Associazione internazionale esorcisti: «Ministero di liberazione e speranza, non di paura»

Diffusa la nota dell’Aie che richiama i principi fondamentali dell’esorcismo. L’esorcista, chiamato a «fasciare le ferite» di chi subisce l’azione straordinaria del Maligno

«Segno della misericordia di Cristo» e «opera di liberazione e consolazione per chi soffre». L’Associazione internazionale esorcisti (Aie) definisce con queste parole il ministero dell’esorcismo, in una nota diffusa ieri, 6 gennaio. L’esorcista, sottolineano ispirandosi alla parabola del buon Samaritano, è chiamato a «fasciare le ferite» di chi subisce l’azione straordinaria del Maligno, portando la consolazione del Vangelo. «Questo ministero – si legge nel documento – richiede formazione, discernimento e il mandato dell’Ordinario, rifuggendo ogni forma di protagonismo o improvvisazione».

Proprio per questo, l’Aie mette in guardia contro l’uso improprio di oggetti sacri e pratiche superstiziose, ricordando che «la liberazione si ottiene attraverso la fede, la preghiera e la vita sacramentale». L’esorcista deve agire come «ministro di Gesù Cristo», avendo fiducia nella grazia divina e respingendo la paura, che «è un’arma del demonio». Quindi l’invito ai fedeli a riscoprire la speranza che nasce dal cammino cristiano e dalla potenza del Cristo Risorto.

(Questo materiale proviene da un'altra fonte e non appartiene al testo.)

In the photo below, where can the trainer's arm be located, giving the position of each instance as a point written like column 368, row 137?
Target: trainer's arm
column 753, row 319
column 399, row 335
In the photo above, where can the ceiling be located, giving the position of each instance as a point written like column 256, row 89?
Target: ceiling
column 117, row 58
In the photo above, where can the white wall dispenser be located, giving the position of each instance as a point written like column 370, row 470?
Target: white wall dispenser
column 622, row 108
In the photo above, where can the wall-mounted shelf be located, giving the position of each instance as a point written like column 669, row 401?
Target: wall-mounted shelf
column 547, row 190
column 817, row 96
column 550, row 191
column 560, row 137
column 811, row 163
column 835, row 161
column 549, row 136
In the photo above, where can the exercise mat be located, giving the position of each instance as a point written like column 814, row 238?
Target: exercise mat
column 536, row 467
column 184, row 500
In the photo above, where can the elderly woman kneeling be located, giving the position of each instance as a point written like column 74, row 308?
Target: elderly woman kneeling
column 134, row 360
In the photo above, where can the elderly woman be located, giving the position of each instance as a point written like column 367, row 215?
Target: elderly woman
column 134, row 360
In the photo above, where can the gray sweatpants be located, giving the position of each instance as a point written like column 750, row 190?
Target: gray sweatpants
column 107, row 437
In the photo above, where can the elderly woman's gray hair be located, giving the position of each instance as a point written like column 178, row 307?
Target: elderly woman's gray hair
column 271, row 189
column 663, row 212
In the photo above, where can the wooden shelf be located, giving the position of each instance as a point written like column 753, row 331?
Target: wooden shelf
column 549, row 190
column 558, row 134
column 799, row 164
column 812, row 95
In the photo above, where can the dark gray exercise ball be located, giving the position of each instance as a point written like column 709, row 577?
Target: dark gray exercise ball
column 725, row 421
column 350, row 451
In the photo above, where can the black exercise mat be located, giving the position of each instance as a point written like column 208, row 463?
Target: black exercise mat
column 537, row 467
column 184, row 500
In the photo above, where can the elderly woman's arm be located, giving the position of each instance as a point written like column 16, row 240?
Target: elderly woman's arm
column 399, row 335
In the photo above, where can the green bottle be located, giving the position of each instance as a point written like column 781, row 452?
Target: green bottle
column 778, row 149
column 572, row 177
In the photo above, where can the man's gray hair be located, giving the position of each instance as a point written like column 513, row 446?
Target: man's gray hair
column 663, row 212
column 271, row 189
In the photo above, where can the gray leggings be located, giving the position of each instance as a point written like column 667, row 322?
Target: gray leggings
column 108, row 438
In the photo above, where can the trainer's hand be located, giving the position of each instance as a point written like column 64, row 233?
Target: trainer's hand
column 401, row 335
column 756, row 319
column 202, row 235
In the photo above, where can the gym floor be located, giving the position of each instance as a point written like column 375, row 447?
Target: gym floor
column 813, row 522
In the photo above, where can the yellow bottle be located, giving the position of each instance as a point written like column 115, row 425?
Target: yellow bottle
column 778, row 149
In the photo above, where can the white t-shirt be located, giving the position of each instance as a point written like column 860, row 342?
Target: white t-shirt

Il discernimento, si legge ancora nella nota dell’Associazione, «deve essere rigoroso e basato sulla fede cattolica». Si richiamano quindi i principi fondamentali del ministero dell’esorcismo. «È deplorevole che alcuni utilizzino criteri estranei alla fede, come pratiche esoteriche o superstiziose», sottolineano dall’Aie, evidenziando il rischio di generare confusione tra i fedeli. «Solo chi è adeguatamente formato e agisce su autorizzazione della Chiesa può discernere e affrontare l’azione straordinaria del Maligno», rimarcano, condannando improvvisazione e assenza di mandato episcopale».

Tra le pratiche scorrette, l’Aie cita l’uso di sensitivi e carismatici per «diagnosticare» presunte possessioni o malefici. «L’esorcista – prosegue la nota – è un ministro di Cristo e deve guidare i fedeli verso la pace che viene da Dio, rifuggendo atteggiamenti che alimentano la paura». Di qui l’invito alla prudenza e alla preparazione spirituale. L’esorcismo, chiariscono dall’associazione, «è un ministero di liberazione e speranza, non di paura. Chi chiede l’esorcismo è il più povero dei poveri, bisognoso di aiuto e consolazione», proseguono, ribadendo la centralità della misericordia cristiana.

Da ultimo, l’Associazione mette in guardia contro la «fobia dei malefici», ricordando che concentrarsi su presunti responsabili può causare sospetti e odio. «È fondamentale insegnare che Dio non abbandona mai chi è nella prova e che ogni sofferenza può essere offerta a Lui per trasformare il male in bene», scrivono nella nota, richiamando infine alla fiducia nella grazia di Dio e alla necessità di evitare atteggiamenti che fomentino sensazionalismo o superstizione. «Il ministero dell’esorcista è segno della potenza del Cristo Risorto, che illumina le tenebre più profonde», sottolineano.